Forecasts from the Fed’s Open Market Committee (FOMC) tell the story. Those projections put the target federal funds interest rate at 4.5 percent by year-end. That is more than a full percentage point above today’s level. More telling is how this forecasted rate has risen over time. Last December, when Fed Chairman Jerome Powell was still describing inflationary pressure as “transitory,” the Fed forecast that the rate would be 0.9 percent at year-end 2022. Last June, the forecast upped the number to 3.4 percent. Now it has approached 4.5 percent.
Investors can extrapolate this pattern to anticipate still higher targets into 2023. Powell certainly has encouraged them in this belief, making it clear that controlling inflation is now the Fed’s No. 1 priority, almost regardless of any collateral damage that effort might cause.

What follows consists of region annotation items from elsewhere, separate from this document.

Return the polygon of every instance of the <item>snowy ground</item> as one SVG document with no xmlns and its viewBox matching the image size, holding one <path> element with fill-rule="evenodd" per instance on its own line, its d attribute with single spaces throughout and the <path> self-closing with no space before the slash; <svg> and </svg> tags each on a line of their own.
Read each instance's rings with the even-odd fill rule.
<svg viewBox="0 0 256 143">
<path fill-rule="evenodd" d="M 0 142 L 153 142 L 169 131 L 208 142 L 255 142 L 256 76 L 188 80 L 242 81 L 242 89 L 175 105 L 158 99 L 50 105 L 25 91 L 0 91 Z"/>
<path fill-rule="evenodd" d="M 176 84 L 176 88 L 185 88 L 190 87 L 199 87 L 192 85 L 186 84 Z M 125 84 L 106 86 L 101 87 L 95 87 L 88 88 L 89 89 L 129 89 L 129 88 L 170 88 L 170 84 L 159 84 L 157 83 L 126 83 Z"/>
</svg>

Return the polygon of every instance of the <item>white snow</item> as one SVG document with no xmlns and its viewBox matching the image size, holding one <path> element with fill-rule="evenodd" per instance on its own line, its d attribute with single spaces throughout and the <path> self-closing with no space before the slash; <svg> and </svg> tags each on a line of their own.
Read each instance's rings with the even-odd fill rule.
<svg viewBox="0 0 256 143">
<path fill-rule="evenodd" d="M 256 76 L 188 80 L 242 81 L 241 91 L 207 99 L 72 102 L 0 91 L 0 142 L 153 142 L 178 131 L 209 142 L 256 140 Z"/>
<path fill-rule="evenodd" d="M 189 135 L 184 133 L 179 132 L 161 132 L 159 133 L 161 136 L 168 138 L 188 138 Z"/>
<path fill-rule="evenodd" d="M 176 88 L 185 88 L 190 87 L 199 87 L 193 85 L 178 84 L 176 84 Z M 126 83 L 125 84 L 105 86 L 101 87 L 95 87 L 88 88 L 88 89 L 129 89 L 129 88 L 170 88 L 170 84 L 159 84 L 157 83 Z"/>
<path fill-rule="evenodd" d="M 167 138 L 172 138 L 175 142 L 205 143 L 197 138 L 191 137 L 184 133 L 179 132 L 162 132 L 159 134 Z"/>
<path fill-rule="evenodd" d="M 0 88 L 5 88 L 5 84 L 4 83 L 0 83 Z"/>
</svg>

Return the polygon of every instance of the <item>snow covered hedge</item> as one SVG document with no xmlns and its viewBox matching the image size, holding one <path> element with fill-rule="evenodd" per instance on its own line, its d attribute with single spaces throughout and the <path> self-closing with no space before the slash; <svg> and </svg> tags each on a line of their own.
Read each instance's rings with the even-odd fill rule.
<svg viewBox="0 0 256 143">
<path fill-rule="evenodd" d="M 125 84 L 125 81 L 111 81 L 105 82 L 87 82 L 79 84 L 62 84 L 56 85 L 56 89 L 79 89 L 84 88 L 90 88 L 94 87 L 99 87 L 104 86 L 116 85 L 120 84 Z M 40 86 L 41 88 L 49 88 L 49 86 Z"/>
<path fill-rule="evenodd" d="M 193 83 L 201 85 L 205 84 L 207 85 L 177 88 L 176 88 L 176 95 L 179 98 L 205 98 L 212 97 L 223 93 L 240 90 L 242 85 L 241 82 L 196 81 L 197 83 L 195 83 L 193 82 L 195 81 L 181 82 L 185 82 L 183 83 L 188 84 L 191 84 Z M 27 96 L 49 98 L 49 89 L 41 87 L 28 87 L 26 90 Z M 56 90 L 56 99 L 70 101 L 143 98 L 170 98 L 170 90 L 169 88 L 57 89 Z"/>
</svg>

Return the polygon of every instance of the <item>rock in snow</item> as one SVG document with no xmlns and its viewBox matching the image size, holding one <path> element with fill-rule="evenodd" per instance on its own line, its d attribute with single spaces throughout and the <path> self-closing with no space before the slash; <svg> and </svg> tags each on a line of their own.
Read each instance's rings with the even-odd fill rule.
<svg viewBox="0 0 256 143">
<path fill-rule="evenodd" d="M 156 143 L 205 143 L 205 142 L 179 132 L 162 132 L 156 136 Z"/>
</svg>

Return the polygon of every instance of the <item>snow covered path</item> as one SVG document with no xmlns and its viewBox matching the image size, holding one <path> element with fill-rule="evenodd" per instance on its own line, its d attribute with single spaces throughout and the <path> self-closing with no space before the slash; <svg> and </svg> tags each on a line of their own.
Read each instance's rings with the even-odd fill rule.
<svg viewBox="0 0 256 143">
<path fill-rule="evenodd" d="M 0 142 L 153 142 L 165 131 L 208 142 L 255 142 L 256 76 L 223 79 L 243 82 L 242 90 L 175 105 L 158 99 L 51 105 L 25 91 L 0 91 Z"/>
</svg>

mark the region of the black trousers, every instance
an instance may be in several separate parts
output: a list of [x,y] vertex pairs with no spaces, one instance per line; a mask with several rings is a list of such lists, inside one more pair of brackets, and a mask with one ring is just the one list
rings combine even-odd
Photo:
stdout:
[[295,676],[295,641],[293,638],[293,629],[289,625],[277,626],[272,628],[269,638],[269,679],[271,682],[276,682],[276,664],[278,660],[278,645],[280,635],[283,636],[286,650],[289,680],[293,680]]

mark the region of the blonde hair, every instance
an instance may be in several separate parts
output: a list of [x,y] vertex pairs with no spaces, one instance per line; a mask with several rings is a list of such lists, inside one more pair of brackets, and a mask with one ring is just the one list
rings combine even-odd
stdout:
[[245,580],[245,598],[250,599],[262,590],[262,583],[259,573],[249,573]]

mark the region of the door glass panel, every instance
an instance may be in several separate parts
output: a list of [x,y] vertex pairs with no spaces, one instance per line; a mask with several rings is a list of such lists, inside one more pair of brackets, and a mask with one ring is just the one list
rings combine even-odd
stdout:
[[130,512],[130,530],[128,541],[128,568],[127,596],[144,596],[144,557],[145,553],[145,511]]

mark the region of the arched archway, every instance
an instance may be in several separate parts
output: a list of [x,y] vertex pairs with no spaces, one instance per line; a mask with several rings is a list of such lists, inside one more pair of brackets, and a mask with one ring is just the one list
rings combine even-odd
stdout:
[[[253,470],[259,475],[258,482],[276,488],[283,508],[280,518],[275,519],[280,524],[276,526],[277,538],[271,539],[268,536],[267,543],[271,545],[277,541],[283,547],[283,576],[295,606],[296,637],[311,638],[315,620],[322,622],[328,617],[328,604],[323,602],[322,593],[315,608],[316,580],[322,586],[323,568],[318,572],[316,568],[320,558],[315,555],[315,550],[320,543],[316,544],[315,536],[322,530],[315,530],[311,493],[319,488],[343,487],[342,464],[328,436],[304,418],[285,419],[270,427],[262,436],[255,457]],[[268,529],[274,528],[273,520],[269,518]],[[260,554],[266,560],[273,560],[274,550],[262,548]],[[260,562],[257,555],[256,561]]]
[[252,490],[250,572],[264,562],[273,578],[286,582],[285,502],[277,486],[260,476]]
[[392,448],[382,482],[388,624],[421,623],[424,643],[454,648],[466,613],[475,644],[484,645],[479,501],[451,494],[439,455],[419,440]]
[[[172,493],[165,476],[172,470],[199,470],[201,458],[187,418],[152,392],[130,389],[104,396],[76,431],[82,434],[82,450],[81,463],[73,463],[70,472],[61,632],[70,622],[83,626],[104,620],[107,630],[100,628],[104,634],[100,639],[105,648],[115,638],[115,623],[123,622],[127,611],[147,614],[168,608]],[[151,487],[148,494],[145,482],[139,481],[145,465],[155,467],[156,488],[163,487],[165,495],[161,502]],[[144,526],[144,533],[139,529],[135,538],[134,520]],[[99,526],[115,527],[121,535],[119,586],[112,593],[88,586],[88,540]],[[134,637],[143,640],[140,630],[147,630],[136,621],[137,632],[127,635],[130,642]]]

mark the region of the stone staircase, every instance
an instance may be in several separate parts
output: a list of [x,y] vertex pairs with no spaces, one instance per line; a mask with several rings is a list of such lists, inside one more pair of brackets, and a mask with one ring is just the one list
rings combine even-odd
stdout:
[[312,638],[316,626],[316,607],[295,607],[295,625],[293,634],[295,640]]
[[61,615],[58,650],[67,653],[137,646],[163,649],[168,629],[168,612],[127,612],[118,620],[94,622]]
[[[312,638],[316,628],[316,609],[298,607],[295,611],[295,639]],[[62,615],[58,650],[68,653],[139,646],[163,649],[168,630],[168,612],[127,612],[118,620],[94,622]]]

History reinforces these interpretations. For anyone who can remember or has studied the last great inflation of the 1970s and 1980s, it is apparent that monetary policy cannot make headway against inflation until interest rates rise to levels that rival the inflation rate itself. Consider that today, even after pushing the federal funds rate above 3.0 percent and with 10-year treasury yields at almost 4.0 percent, inflation of over 8 percent still allows borrowers to repay loans with dollars that have lost more real buying power than those borrowers pay in interest.
This encouragement to use credit must end before the monetary policy can put a crimp on inflation. The need for powerful monetary actions is especially acute now because the fiscal policy does nothing to slow the flow of federal monies into the economy. On the contrary, recent policy, such as student debt forgiveness, has only accelerated that dollar flow.
In the face of this reality, investors are increasingly coming to terms with the increasing likelihood of a recession. Rate increases have already made such a prospect clear by crimping housing sales and putting downward pressure on real estate prices. Even with a construction uptick in August, new housing starts still stood nearly 13 percent below levels of last April when the interest rate increases began.
Actual new home sales, though up in August, have fallen almost 20 percent from their highs of last January, while the National Association of Realtors reports that the median sales price of an existing home declined 2.4 percent between June and July, the most recent month for which data are available. There is every reason to expect that still higher interest rates will redouble such effects in this important sector of the economy and have similar adverse effects on the economy generally.
The members of the FOMC have begun to recognize this prospect. Last December, they were forecasting 4 percent real growth for this economy. By June, they had reduced that expectation to 1.7 percent. They now expect only 0.2 percent growth in the nation’s real gross domestic product (GDP) for 2022—statistically no different from zero.
To some extent, this assessment simply accounts for the effect of outright declines in real GDP in the year’s first and second quarters. But the assessment also accounts for the ongoing economic effects of Fed policy. That the forecast now is a little different from recession speaks volumes.
There is always the hope that inflation might dissipate quickly on its own. Though anything is possible, such an event remains highly unlikely. The inflation relief in July and August, though the White House has seized on it, offers no such sign. Without what is clearly a one-time decline in gasoline prices, inflation in August would have shown a rise of close to 9 percent over the past 12 months.
The gasoline price declines cannot last. Daily gasoline prices have stabilized in September, suggesting that the September CPI will, at best, see flat gasoline prices, relief of a sort, to be sure, but not the sharp declines incorporated into the July and August figures. And with winter coming, upward energy pressures will likely return, especially with Russian natural gas off the European market.
Meanwhile, core inflation—excluding food and fuel—accelerated in August.
This picture leaves a future with four key attributes. First, continued concerns over inflation will persist. Second, the Fed will continue to raise interest rates. Third, the Fed’s actions will continue to retard the pace of economic activity. Fourth, the financial/economic environment will continue to weigh on stock and bond prices.